Ostrichpoll

Ostrichpoll is a tiny utility for monitoring Twitter Ostrich services. Effectively it can monitor any service which exposes internal metrics in JSON over HTTP.

Features:

  • not a daemon: Ostrichpoll is intended to used by monit or a similar tool as part of a health check for a proper service
  • validate multiple endpoints in a single execution
  • specify normal ranges for metrics and gauges through YAML configuration
  • support for "rate" measurements, specifying acceptable change per second for a metric. (useful for counters and other monotonic metrics)

Installation

$ gem install ostrichpoll

Execution

Ostrichpoll may be executed with a simple ostrichpoll which will ensure a 200 response is given from 127.0.0.1:9900/stats.json.

You may change the endpoint:

ostrichpoll -u devbox:9999/stats.json

The interesting part of Ostrichpoll is when you give a configuration file that specifies normal ranges for individual metrics:

ostrichpoll -c pollconfig.yml

Use -d to enable extra logging for debugging.

Configuration

Configuration is specified in the format:

---
- url: 127.0.0.1:9900/stats.txt?period=10
  rate_file: /tmp/parmesan-http-ostrich-rate.yml
  validations:
    counters/KafkaEventSink_messageDropped:
      rate: true
      normal_range: [0, 5]
      missing: ignore
      exit_code: 2
      exit_message: "Message drop rate is too high"
    metrics/KafkaEventSink_append_msec/p99:
      normal_range: [0, 10]
      missing: error
      exit_code: 3
- url: 127.0.0.1:9901/stats.txt
...

Options

  • url - an endpoint which exposes JSON stats. If this endpoint is not available, Ostrichpoll will exit with -1 (really 255).
  • rate_file - where to store rate measurements between executions of Ostrichpoll.
  • validations - a list of validations to execute with the following options:
    • the key is the name of the metric.

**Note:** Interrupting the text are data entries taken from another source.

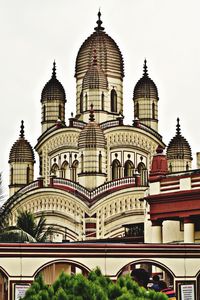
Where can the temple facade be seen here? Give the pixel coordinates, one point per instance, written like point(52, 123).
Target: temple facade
point(101, 179)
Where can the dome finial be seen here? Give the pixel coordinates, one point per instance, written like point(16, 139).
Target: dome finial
point(99, 22)
point(22, 129)
point(94, 57)
point(178, 127)
point(91, 118)
point(54, 70)
point(145, 72)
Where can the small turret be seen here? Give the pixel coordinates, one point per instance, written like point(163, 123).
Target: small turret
point(145, 97)
point(21, 160)
point(92, 146)
point(53, 102)
point(179, 153)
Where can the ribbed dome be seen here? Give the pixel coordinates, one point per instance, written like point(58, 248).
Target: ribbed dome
point(109, 57)
point(53, 89)
point(94, 78)
point(21, 150)
point(179, 147)
point(145, 87)
point(92, 135)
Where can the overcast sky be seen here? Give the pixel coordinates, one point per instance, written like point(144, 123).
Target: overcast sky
point(35, 32)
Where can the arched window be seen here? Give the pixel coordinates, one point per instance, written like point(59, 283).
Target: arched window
point(143, 173)
point(102, 101)
point(128, 168)
point(74, 170)
point(153, 110)
point(113, 100)
point(65, 169)
point(86, 104)
point(60, 112)
point(11, 175)
point(55, 169)
point(116, 169)
point(82, 163)
point(44, 113)
point(40, 167)
point(100, 162)
point(137, 110)
point(81, 102)
point(27, 174)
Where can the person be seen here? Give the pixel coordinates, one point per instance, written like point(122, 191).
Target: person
point(167, 290)
point(141, 276)
point(156, 286)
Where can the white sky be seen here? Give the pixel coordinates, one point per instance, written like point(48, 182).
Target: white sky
point(35, 32)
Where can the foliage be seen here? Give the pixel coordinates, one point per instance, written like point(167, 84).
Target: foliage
point(26, 229)
point(95, 287)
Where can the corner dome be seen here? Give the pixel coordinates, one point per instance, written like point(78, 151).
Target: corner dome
point(53, 89)
point(92, 135)
point(179, 147)
point(108, 54)
point(21, 150)
point(94, 78)
point(145, 87)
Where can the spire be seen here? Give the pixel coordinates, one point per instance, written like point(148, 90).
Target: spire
point(22, 130)
point(145, 72)
point(94, 57)
point(54, 70)
point(178, 128)
point(91, 118)
point(99, 22)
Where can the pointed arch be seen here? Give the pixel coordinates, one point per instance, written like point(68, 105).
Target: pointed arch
point(44, 113)
point(142, 170)
point(60, 112)
point(116, 169)
point(82, 162)
point(128, 168)
point(55, 169)
point(113, 98)
point(81, 102)
point(27, 174)
point(65, 170)
point(102, 101)
point(74, 170)
point(86, 101)
point(153, 111)
point(100, 162)
point(137, 110)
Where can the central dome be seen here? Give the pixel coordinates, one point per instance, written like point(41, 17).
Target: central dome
point(109, 56)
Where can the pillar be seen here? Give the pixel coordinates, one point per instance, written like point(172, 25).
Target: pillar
point(188, 231)
point(156, 232)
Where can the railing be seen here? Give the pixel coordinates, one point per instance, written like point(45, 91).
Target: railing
point(151, 131)
point(74, 188)
point(109, 124)
point(91, 195)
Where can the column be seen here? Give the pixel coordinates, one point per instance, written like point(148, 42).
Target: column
point(156, 231)
point(188, 230)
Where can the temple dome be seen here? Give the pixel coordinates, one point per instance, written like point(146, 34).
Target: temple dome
point(21, 150)
point(92, 135)
point(108, 54)
point(53, 89)
point(179, 147)
point(145, 87)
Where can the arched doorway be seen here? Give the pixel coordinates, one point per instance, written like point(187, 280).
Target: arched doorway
point(50, 272)
point(116, 169)
point(3, 286)
point(153, 268)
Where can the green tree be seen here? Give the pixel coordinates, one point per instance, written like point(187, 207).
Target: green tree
point(26, 229)
point(94, 287)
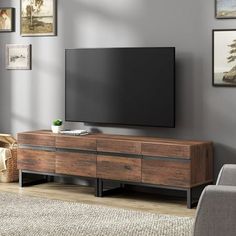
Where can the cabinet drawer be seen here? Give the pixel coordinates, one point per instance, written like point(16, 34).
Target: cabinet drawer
point(171, 172)
point(166, 150)
point(80, 164)
point(118, 146)
point(119, 168)
point(82, 143)
point(36, 140)
point(36, 160)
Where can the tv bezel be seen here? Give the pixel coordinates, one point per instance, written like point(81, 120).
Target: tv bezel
point(109, 124)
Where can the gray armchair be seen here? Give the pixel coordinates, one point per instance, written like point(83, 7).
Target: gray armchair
point(216, 211)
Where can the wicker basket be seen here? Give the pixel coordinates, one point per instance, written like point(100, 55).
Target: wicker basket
point(11, 174)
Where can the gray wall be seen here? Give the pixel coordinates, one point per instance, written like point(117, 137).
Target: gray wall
point(31, 99)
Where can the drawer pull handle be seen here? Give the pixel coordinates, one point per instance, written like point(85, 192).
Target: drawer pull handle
point(127, 167)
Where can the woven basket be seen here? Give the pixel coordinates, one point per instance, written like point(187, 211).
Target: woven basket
point(11, 174)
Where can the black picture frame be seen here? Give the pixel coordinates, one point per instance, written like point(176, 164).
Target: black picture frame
point(33, 31)
point(12, 23)
point(224, 15)
point(218, 50)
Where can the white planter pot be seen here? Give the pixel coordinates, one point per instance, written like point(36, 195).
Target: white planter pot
point(56, 129)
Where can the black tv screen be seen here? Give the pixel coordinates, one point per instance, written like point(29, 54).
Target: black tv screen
point(124, 86)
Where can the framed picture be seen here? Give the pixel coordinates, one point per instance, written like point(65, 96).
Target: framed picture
point(7, 19)
point(224, 58)
point(38, 17)
point(18, 57)
point(225, 9)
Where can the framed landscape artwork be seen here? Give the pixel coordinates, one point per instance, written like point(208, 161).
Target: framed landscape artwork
point(7, 19)
point(225, 9)
point(224, 58)
point(18, 57)
point(38, 17)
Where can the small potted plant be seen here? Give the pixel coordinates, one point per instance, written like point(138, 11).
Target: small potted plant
point(56, 126)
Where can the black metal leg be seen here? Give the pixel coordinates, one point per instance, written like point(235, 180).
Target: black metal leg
point(21, 180)
point(189, 198)
point(98, 188)
point(23, 183)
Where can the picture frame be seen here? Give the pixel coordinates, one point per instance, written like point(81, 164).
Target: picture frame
point(225, 9)
point(224, 57)
point(38, 17)
point(7, 19)
point(18, 57)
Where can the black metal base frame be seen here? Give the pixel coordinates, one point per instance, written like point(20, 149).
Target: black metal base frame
point(193, 193)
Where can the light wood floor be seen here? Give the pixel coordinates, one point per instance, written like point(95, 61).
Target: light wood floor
point(131, 200)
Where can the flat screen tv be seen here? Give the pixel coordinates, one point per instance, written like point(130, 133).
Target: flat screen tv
point(123, 86)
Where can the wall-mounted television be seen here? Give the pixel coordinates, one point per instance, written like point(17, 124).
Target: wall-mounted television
point(121, 86)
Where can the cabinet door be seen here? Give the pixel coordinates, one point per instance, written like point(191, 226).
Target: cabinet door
point(119, 168)
point(36, 160)
point(163, 171)
point(81, 164)
point(119, 146)
point(76, 142)
point(166, 150)
point(46, 140)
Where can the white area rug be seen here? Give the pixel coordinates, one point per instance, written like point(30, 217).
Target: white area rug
point(22, 215)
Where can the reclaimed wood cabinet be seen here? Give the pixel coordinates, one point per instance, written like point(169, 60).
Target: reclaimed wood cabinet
point(163, 163)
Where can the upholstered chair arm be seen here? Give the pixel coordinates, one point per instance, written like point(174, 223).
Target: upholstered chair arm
point(227, 175)
point(216, 212)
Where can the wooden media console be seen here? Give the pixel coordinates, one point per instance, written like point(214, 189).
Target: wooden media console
point(163, 163)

Nested metrics are supported through the / notation.
    • rate when set to true, compute the change per second since this value was last seen. You must specify a rate_file for this to work. Obviously, on the first execution of Ostrichpoll this validation will be ignored.
    • normal_range an array specifying the minimum and maximum (inclusive) values which are acceptable for this metric
    • missing behavior if the metric is not seen in the output at all. (error by default)
    • exit_code what value Ostrichpoll should exit with if this error is seen.
    • exit_message what Ostrichpoll should output to STDOUT if this error is seen. "OK" is the default (if no errors are encountered).

Notes

Ostrichpoll is setup to execute all validations on each execution. Even if one of the early validations fails, the output from all validations is logged to stderr. However, the exit code is the exit code from the first erroring validation.

License

Copyright 2012, Tumblr, Inc.

Licensed under the Apache License, Version 2.0 (the "License"); you may not use this file except in compliance with the License. You may obtain a copy of the License at http://www.apache.org/licenses/LICENSE-2.0

Unless required by applicable law or agreed to in writing, software distributed under the License is distributed on an "AS IS" BASIS, WITHOUT WARRANTIES OR CONDITIONS OF ANY KIND, either express or implied. See the License for the specific language governing permissions and limitations under the License.